A new study says a $50 million facelift for Nicollet Mall in downtown Minneapolis will more than pay for itself – spurring $106 million in additional spending and creating 860 jobs, the Downtown Journal reported.
City leaders in Minneapolis envision a reinvention of the popular pedestrian and transit corridor in an effort to maintain it as an economic hub downtown, where 150,000 people work. The shininess of the mall's last makeover, in the 1980s, is fading, and its well-trod granite pavers are cracking, its supporters say.
The city last year held a competition to seek out creative resigns for the mall, and ultimately chose New York-based urban design firm James Corner Field Operations. The firm unveiled a plan for Nicollet from Washington Avenue toward Loring Park. Its features include plans for more trees and gardens along the northern stretch of the mall, an area to be dubbed “Mississippi Woods.” (You can see a nice overview of the plan with photos here.)
But it won't be cheap, so city leaders for several years have been prodding lawmakers for state money.
Gov. Mark Dayton has backed a plan for $20 million in state investment, as part of a much broader bonding bill for capital improvement projects statewide. (The city also aims to raise another $25 million for Nicollet with an assessment levied on property owners near the mall, although details of that proposal haven't been finalized, the Star Tribune notes.)
The new $15,000 study, conducted by St.

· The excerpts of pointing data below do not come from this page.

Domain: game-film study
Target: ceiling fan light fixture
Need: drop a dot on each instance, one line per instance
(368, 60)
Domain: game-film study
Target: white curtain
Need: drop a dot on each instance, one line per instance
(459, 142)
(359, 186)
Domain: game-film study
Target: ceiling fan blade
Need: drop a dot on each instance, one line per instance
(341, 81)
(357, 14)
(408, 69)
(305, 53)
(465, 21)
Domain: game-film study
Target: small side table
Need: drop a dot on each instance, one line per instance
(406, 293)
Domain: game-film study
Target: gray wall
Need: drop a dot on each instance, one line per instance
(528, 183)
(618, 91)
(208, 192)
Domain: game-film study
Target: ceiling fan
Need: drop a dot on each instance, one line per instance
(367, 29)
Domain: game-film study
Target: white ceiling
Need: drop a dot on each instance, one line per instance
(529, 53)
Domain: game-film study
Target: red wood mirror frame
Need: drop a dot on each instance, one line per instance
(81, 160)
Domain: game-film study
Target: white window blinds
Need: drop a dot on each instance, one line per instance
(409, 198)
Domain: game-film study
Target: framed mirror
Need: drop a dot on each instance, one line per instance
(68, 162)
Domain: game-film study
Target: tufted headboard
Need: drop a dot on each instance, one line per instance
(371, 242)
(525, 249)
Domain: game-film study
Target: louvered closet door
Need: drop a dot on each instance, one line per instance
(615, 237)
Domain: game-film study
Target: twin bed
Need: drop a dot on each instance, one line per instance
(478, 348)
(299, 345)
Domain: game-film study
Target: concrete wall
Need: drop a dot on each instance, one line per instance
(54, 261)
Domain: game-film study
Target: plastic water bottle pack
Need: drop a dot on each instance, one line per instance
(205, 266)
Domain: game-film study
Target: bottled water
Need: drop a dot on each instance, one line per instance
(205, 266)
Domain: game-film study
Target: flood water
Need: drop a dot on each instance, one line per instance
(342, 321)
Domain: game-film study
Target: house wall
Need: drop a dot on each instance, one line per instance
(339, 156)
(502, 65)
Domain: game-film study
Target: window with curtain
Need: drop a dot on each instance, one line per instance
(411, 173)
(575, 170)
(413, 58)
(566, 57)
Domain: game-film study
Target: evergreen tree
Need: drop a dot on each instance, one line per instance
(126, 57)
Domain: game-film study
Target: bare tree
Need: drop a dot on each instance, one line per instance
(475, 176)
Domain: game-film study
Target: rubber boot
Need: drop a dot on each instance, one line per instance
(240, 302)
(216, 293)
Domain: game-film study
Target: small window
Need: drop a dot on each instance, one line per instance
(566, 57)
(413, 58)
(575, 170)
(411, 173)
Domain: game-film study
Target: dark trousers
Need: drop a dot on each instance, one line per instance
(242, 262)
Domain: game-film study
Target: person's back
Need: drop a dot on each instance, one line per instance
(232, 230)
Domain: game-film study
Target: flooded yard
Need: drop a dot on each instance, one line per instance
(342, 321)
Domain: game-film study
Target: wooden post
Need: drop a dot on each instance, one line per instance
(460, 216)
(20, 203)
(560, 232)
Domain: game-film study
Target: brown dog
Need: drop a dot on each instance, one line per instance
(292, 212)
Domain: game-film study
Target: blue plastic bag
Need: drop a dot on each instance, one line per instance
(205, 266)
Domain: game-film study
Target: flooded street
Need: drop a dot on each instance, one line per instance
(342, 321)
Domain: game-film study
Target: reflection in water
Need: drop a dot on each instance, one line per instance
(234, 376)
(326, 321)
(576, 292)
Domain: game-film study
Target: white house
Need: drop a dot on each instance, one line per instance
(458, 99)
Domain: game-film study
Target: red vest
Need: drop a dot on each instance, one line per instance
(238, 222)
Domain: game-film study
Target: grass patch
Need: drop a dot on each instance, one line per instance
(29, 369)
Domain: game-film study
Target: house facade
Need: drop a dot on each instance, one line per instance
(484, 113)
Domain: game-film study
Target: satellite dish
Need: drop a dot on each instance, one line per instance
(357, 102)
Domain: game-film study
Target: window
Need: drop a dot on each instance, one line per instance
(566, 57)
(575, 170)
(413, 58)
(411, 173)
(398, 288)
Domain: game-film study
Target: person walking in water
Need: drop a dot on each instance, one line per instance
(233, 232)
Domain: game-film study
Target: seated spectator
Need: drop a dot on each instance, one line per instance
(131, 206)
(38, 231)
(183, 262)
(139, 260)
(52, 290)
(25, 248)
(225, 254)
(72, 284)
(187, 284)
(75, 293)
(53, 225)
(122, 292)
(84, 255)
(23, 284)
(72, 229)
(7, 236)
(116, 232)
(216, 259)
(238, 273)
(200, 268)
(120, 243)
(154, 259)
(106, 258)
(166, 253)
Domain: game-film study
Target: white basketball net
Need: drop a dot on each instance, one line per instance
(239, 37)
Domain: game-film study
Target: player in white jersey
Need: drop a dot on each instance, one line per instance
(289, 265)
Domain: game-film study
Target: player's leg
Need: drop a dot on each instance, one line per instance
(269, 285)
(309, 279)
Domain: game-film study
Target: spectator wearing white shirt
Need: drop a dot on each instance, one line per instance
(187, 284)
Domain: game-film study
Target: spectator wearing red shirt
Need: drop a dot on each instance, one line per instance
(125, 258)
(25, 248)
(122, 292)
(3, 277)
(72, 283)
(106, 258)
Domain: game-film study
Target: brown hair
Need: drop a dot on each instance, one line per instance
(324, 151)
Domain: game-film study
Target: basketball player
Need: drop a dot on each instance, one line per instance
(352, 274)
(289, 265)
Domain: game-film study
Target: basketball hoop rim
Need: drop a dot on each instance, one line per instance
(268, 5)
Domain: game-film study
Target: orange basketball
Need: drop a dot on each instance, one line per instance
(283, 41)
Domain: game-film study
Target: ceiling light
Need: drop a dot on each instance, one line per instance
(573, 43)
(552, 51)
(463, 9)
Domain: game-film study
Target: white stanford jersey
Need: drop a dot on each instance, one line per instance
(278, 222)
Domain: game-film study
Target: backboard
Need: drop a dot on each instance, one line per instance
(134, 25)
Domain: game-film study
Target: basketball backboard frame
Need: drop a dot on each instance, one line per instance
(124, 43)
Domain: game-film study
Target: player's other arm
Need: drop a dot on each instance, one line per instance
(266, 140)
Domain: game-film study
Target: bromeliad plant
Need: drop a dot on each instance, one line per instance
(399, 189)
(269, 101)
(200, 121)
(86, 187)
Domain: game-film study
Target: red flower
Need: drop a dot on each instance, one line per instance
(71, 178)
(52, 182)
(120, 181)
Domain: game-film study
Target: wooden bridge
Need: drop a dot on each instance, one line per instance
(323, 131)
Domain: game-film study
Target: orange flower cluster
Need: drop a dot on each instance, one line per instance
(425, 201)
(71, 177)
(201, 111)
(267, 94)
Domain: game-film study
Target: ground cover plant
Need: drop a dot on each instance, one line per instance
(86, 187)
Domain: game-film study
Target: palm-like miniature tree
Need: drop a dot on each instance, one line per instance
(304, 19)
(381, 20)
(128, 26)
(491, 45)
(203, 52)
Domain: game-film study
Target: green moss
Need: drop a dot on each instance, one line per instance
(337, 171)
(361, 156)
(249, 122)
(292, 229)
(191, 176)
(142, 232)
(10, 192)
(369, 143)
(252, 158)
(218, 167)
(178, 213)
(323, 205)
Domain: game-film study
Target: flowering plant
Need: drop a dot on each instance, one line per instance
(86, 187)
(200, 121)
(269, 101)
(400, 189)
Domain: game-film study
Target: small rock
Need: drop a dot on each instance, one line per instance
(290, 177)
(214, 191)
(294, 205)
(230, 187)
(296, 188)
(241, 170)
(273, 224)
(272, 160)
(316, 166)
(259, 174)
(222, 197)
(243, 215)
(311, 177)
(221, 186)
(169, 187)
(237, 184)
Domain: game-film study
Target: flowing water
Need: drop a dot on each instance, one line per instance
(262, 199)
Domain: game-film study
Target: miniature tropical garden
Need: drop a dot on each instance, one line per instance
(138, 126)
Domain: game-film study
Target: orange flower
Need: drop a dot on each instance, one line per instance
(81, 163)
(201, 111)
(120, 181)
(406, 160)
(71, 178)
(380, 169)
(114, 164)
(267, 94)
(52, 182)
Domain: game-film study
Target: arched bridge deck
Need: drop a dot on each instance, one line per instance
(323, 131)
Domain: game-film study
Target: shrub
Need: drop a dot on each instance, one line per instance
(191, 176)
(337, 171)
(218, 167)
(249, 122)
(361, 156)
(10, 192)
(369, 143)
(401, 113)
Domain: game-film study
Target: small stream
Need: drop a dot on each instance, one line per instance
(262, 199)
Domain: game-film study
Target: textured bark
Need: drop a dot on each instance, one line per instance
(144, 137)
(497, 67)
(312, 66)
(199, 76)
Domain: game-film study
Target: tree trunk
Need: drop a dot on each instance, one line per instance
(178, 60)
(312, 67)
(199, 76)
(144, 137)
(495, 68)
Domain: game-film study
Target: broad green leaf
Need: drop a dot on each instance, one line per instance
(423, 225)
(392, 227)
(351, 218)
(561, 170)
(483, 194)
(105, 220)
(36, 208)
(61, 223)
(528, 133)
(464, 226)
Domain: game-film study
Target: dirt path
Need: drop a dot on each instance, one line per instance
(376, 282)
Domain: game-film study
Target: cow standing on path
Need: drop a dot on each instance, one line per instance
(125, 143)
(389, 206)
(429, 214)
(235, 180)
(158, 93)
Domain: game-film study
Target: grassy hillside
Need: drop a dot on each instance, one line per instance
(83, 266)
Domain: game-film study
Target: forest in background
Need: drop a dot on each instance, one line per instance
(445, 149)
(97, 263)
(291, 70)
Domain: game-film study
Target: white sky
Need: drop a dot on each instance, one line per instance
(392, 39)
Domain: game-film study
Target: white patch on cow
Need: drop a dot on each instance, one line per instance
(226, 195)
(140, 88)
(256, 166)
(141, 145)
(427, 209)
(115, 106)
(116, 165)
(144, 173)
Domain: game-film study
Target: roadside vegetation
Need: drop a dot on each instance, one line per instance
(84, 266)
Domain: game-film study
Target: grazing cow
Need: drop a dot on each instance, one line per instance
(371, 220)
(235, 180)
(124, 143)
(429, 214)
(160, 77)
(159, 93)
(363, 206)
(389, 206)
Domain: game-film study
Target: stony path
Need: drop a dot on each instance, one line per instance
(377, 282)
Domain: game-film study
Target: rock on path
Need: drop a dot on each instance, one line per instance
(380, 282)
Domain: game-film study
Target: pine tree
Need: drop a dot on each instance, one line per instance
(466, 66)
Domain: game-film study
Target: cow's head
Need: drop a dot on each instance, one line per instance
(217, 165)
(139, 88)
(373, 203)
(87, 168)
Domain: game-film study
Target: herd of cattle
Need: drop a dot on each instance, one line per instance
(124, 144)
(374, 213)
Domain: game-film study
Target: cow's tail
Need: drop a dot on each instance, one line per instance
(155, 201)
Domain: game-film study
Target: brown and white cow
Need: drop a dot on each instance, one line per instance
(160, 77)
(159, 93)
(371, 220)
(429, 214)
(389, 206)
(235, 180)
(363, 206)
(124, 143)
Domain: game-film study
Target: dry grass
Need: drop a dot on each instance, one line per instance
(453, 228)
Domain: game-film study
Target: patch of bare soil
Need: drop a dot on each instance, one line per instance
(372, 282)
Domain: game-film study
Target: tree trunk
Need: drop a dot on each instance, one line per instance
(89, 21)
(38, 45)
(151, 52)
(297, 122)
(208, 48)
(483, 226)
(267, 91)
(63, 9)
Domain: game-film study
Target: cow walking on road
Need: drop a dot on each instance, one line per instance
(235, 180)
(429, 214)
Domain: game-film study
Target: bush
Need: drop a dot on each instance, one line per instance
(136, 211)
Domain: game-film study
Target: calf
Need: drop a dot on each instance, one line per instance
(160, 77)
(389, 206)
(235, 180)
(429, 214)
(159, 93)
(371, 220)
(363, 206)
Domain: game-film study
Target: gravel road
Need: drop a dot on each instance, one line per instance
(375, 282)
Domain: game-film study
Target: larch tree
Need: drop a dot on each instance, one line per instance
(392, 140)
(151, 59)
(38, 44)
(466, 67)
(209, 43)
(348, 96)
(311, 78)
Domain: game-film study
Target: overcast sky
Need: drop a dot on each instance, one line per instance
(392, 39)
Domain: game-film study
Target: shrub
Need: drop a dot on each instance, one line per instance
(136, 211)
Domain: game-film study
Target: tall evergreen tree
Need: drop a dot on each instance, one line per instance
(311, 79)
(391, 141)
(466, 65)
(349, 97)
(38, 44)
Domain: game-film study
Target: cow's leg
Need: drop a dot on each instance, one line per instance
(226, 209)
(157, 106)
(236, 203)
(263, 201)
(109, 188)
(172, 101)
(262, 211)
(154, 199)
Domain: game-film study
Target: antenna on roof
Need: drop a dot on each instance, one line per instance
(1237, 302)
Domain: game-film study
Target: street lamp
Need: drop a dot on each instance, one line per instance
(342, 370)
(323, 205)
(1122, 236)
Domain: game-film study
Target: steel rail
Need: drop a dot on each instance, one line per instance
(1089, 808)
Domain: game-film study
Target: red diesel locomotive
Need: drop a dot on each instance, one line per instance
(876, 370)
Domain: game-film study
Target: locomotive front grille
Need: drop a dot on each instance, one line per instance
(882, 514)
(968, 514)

Paul-based Donjek and Anton Economics, seems to offer ammunition to project supporters. (See a copy of the report posted by the Downtown Journal here.) The report argues that a Nicollet redesign would raise downtown property values and lure new money-spending visitors.
"As our funding request makes its way through the Legislature, these numbers tell the story that the project is well worth the investment,” Minneapolis Mayor Betsy Hodges said in a statement.
But for now, lawmakers are chewing over Dayton's bonding bill, so the Nicollet project's funding is up in the air.
Rep. Alice Hausman, DFL-St. Paul, a key legislator who chairs the House Capital Investment Committee, said Wednesday she still has concerns about the project, the Star Tribune reports. “In meeting after meeting, I’ve listened and listened, and I can’t tell what the concept is. ... It’s been something of a moving target.”